The Senate has scuttled the coalition government’s reintroduction of temporary protection visas.

Labor and the Greens teamed up on Monday night to pass a disallowance motion in the Senate, 36 votes to 26, to quash the controversial visas.

The coalition government reintroduced temporary protection visas via regulation in October as a key plank of its hardline Operation Sovereign Borders policy aimed at discouraging asylum seeker boat journeys.

It must now wait for six months to reintroduce regulation of the same substance.

Australian Greens senator Sarah Hanson-Young told the chamber the government’s cruelty should not harm the hearts of people who have suffered so much already.

“No longer will these refugees have to live in limbo,” she said.

“These visas never worked as a deterrent, they only punished the most vulnerable.”

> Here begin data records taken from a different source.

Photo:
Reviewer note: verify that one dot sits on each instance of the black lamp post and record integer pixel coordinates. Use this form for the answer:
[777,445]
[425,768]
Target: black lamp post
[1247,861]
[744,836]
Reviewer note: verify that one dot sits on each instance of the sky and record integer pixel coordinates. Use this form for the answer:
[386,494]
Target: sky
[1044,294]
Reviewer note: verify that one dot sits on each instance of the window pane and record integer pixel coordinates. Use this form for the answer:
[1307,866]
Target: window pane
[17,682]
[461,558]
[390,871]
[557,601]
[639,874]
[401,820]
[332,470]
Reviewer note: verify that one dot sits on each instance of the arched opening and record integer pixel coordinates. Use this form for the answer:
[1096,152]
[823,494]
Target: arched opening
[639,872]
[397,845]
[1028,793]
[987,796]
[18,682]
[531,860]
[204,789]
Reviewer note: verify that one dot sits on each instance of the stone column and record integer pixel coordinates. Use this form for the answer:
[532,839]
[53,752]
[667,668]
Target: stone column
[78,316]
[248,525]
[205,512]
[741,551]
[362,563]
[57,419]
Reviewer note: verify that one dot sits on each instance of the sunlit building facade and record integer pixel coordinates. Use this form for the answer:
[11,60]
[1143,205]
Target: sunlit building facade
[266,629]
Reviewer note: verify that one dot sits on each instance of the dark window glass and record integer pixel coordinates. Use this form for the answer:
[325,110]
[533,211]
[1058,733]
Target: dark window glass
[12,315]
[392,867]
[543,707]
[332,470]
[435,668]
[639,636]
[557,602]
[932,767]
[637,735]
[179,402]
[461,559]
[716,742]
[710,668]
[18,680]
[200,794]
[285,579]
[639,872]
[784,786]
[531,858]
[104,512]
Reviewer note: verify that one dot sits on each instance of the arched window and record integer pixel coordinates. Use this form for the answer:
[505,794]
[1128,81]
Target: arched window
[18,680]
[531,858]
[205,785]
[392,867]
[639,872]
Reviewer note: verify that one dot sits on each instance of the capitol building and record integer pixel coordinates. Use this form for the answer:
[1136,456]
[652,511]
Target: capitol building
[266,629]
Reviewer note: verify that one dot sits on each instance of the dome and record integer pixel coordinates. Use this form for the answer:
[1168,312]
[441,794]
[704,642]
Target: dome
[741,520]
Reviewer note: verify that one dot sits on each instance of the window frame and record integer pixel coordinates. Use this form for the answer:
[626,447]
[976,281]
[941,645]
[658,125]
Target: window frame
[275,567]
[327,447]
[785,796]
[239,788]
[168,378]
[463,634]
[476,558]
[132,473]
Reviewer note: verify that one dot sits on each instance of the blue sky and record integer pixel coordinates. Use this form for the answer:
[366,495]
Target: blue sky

Assistant Minister for Immigration Michaelia Cash said if Labor supported the motion it proved they stood for nothing more than “promulgating the people smugglers’ business model”.

“The choice for the opposition is very clear,” she said, before going on to attack the previous Labor government’s “disastrous legacy” on asylum seeker boat arrivals.

Labor frontbencher Kim Carr told the chamber Labor supported the motion because the visas could result in further tragedies.

“TPVs act as a magnate for women and children… such is the desperation of people seeking to be reunited with their loved ones,” Senator Carr said, explaining that the visas remove scope for family reunions.

The temporary visas were used during the Howard government era.

They gave refugees protection for up to three years and banned them from applying for permanent protection.

Labor abolished the visas in August 2008.

Monday’s outcome was slammed by Immigration Minister Scott Morrison who vows to press on with the coalition’s commitments to fight people smuggling.

“The vote to abolish TPVs (temporary protection visas) is a vote to deliver on the promise of people smugglers to more than 33,000 people who turned up illegally on boats,” Mr Morrison said in a statement issued late on Monday.

He added that the backlog of asylum seekers waiting to be issued with visas under Labor’s system will not be settled by the coalition.

“We will be keeping our promise to deny permanent residence to those who arrived illegally by boat, whether they turned up three months ago or three years ago.”